When we first met one night at the end of last millennium, the world was our Tuatua: we were in our prime, the playing field was lush, we were cashed up and only interested in the razzle-dazzle of life. While Republica blared and the Chardonnay flowed, it seemed we couldn't lose. The stars shone and the flash-bulbs popped, whether we were on the red carpet or just out on the tiles. Life was as easy as A-B-C (Allen-Blair-Courtenay). Maybe everything did not go our way, but we did everything with a certain je nais know what… and I knew people envied us. Envied me. It was a whirlwind that always provided the unexpected. Hell, we came to expect the unexpected! I was the luckiest bloke around.
Travelling. Entertaining. The pressures of commitment year in, year out. Those all began to take a physical and emotional toll. It started to cramp the purse strings as other, more grown-up pursuits began to raise their heads. Fingers were pointed when things began to go wrong, words were said - and I admit I was quick to blame. I guess I could not handle the late nights out at any cost now, and our 'thing' started to become more casual, and then became a 'distance relationship' as I headed overseas.
I heard on the ex-pat grapevine that all of a sudden you stopped hanging with our old mates from our home towns. You took up with a clique of big city boys exclusively, and I could not forgive this loss of 'roots'. While I was away(in my mind broadening myself) you were becoming more hermit-like. This blinded you, weakened you; made you more vulnerable I thought. Some of those old friends have still not forgiven you. I guess I was not comfortable with your new priorities, but I failed to reach out to you. Though I crossed the ocean to come back home, I couldn't bridge that last small measure – the gap between us was now too big.

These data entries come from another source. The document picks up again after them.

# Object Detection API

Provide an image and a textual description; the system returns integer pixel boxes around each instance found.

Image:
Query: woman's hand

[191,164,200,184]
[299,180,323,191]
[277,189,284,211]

By the time you did look to change it was too late for me - and even though I was not sure you were seeking help in the right place, I failed to speak up. The sudden adjustments you made in your lifestyle I couldn't support. I know you had to do something, but cutting yourself off from your oldest friends seemed to much. You disappeared then. Let yourself go, and went off the radar to reboot, trying weirdo cleanse methods I could not condone.
I turned me back on you. I was wrong to do that.
But I saw you again, earlier this year and I almost didn't recognise you. You looked… younger. More vibrant, yet somehow calmer & confident. Who am I kidding - you looked hot! And you came over and greeted me… it was YOU who approached me again and said 'Hi'. I melted.
It's not a complete reconciliation yet, some hurt remains. But you have recovered from that self-improvement mumbo-jumbo of the last 3 years, and we have been seeing each other again over this year, testing the waters… as friends. Warm familiarity is steadily simmering into something more - maybe.
“Are you doing anything next Saturday night?” you asked. You didn't have - you had me at Round 4. Like that Telecom ad from 1986, I even put on that old scarf you gave me this week.
This week you face the biggest night of your life, the final step in your rebuild and I'll be there to support you as you emerge Hungry-Caterpillar-like from your chrysallis.
I'm sorry. I was a fickle, emotional, wavering twat. Can you ever forgive me?